On Wed, 2005-10-19 at 10:42 -0400, Jason A. Smith wrote:
> On Wed, 2005-10-19 at 07:42 +0200, Åke Sandgren wrote:
> > On Tue, 2005-10-18 at 14:23 +0200, Oscar Koeroo wrote:
> > > Hi Maarten:
> > > From a security point of view I can understand this very strict use of
> > > giving each job its own poolaccount.
> >
> > I for one can't think a anything at all that would increase security by
> > having one account / job. Examples please?
>
> What would be your alternative, a group account for each VO? For
> security purposes, you want to be able to audit the users actions on
> your site and for this to be possible you have to give each user their
> own local account. In fact, recycling pool accounts makes this a little
> harder since you now have to keep a complete history of when each user
> was mapped to each pool account.
I wasn't suggesting to stop using one account / DN just that i couldn't
see any use for one account / job.
And having one account / job just gives you a bigger list of mappings to
keep track of (for a long time too since such lists should be kept for
at least a year or more)
> > On the contrary having one account / job increases complexity and hence
> > increases the risk for security problems.
>
> I don't see how a pool of accounts causes a major increase in complexity
> if a facility goes from say hundreds of local user accounts to 10s of
> thousands of grid pool accounts.
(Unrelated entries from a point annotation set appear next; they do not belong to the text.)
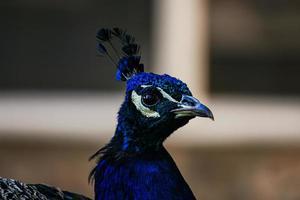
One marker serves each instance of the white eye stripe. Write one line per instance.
(163, 93)
(137, 101)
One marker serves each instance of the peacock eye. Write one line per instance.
(150, 99)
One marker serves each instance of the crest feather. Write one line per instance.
(120, 48)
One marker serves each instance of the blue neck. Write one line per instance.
(149, 175)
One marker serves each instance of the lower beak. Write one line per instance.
(191, 107)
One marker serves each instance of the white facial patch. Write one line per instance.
(163, 93)
(137, 101)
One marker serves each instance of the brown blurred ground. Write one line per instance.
(241, 172)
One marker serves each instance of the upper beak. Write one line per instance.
(190, 106)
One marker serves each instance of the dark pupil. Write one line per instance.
(150, 99)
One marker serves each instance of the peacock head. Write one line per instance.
(155, 105)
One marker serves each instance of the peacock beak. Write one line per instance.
(191, 107)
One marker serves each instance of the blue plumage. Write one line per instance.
(135, 164)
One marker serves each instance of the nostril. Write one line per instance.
(188, 101)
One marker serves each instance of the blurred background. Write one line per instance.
(58, 101)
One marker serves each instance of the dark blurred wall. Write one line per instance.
(50, 44)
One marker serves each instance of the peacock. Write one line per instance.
(135, 165)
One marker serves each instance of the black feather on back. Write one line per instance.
(14, 190)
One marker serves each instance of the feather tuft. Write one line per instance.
(127, 65)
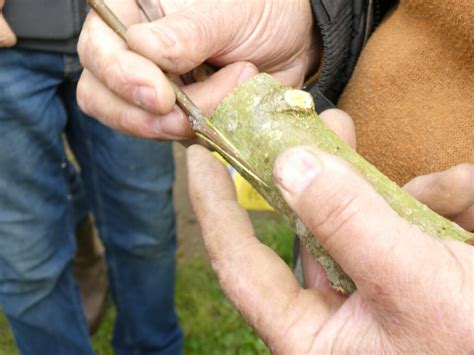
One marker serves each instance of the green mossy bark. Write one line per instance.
(257, 122)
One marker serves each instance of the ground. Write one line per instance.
(210, 324)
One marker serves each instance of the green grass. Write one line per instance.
(210, 324)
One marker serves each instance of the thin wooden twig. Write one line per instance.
(196, 117)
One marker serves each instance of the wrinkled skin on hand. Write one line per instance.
(450, 193)
(7, 37)
(128, 92)
(414, 293)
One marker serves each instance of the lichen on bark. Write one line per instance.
(262, 118)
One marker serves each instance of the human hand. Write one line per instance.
(7, 37)
(449, 193)
(128, 92)
(415, 293)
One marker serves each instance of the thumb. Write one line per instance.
(372, 244)
(181, 40)
(7, 37)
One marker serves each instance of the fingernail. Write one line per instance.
(165, 34)
(145, 97)
(248, 71)
(174, 125)
(296, 169)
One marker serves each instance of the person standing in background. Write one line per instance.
(127, 183)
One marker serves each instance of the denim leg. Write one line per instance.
(131, 182)
(37, 290)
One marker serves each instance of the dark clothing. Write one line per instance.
(345, 26)
(47, 25)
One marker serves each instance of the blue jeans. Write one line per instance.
(128, 184)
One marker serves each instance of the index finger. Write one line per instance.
(259, 284)
(130, 76)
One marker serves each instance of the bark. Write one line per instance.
(262, 118)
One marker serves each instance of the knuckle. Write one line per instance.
(461, 175)
(82, 95)
(116, 78)
(337, 219)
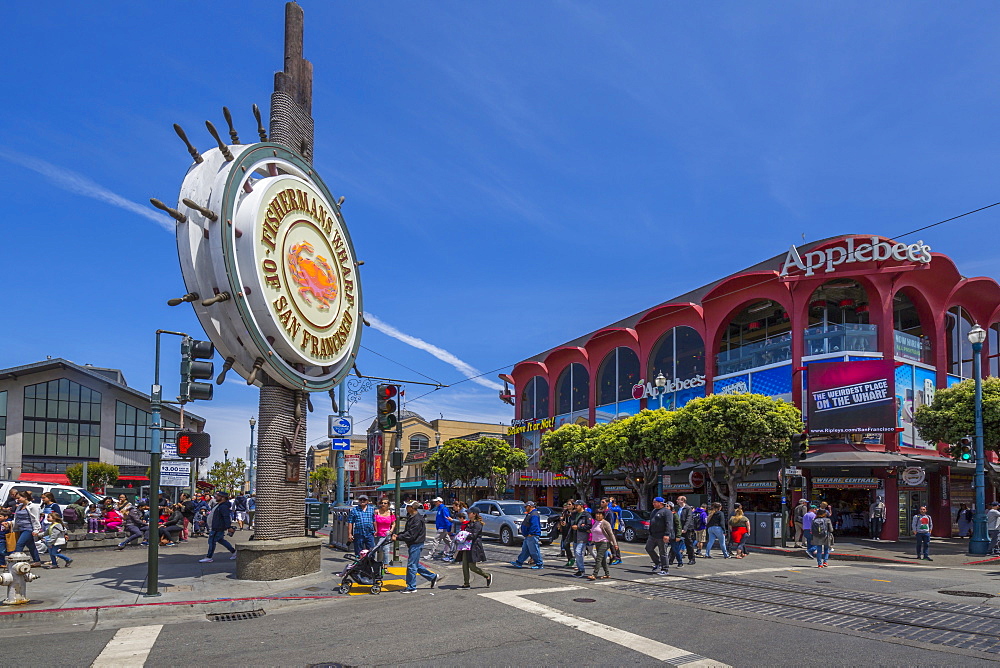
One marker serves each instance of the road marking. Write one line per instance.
(129, 647)
(666, 653)
(754, 570)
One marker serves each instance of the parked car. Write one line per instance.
(502, 519)
(634, 525)
(64, 494)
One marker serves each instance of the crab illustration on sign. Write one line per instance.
(312, 274)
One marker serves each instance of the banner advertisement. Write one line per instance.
(915, 387)
(851, 397)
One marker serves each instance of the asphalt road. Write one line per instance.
(764, 610)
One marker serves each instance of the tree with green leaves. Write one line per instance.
(638, 446)
(498, 459)
(951, 415)
(228, 476)
(731, 433)
(99, 474)
(459, 460)
(323, 480)
(572, 450)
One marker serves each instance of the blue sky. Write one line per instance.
(516, 174)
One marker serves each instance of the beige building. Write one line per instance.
(420, 439)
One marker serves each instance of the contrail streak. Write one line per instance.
(81, 185)
(439, 353)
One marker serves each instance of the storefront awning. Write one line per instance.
(411, 485)
(51, 478)
(856, 460)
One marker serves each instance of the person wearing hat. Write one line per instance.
(661, 534)
(219, 522)
(876, 518)
(531, 529)
(361, 526)
(442, 546)
(797, 513)
(993, 526)
(414, 534)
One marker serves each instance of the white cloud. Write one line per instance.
(81, 185)
(439, 353)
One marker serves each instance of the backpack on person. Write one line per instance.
(70, 516)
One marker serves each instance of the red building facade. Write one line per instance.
(847, 298)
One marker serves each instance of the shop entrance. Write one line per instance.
(909, 505)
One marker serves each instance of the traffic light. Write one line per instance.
(800, 444)
(388, 407)
(194, 444)
(192, 370)
(963, 450)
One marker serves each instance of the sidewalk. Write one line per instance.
(104, 583)
(944, 552)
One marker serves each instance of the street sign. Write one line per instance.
(339, 426)
(175, 474)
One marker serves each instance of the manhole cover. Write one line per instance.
(235, 616)
(976, 594)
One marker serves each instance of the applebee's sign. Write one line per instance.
(643, 390)
(856, 249)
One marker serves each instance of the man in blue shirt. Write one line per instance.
(531, 529)
(361, 526)
(442, 544)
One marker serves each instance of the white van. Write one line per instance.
(64, 494)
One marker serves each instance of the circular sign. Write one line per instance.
(266, 253)
(913, 475)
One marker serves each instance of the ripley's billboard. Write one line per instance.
(851, 397)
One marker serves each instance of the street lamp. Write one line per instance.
(979, 544)
(252, 455)
(437, 476)
(660, 381)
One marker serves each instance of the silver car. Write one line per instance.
(502, 519)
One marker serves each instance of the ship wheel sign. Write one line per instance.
(268, 264)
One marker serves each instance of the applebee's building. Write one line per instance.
(848, 298)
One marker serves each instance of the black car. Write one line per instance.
(634, 525)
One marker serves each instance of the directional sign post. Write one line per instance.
(340, 426)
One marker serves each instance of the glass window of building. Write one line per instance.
(535, 399)
(838, 320)
(908, 331)
(573, 389)
(132, 430)
(61, 419)
(957, 325)
(678, 355)
(758, 335)
(992, 349)
(618, 373)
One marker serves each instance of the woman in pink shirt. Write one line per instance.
(601, 536)
(383, 527)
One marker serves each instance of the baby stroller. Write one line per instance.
(365, 569)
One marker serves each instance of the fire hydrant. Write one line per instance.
(17, 577)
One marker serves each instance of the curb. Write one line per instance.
(16, 618)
Each unused pool account only takes up
> negligible space in your passwd/nis/ldap (or whatever account system
> your facility uses) area and negligible space for an empty directory on
> your /home disk.
It's not pool accounts per se that is causing the increased complexity,
but having one poolaccount / job compared to one poolaccount/DN.
And large sites would have to deal with multiple 100k's of accounts.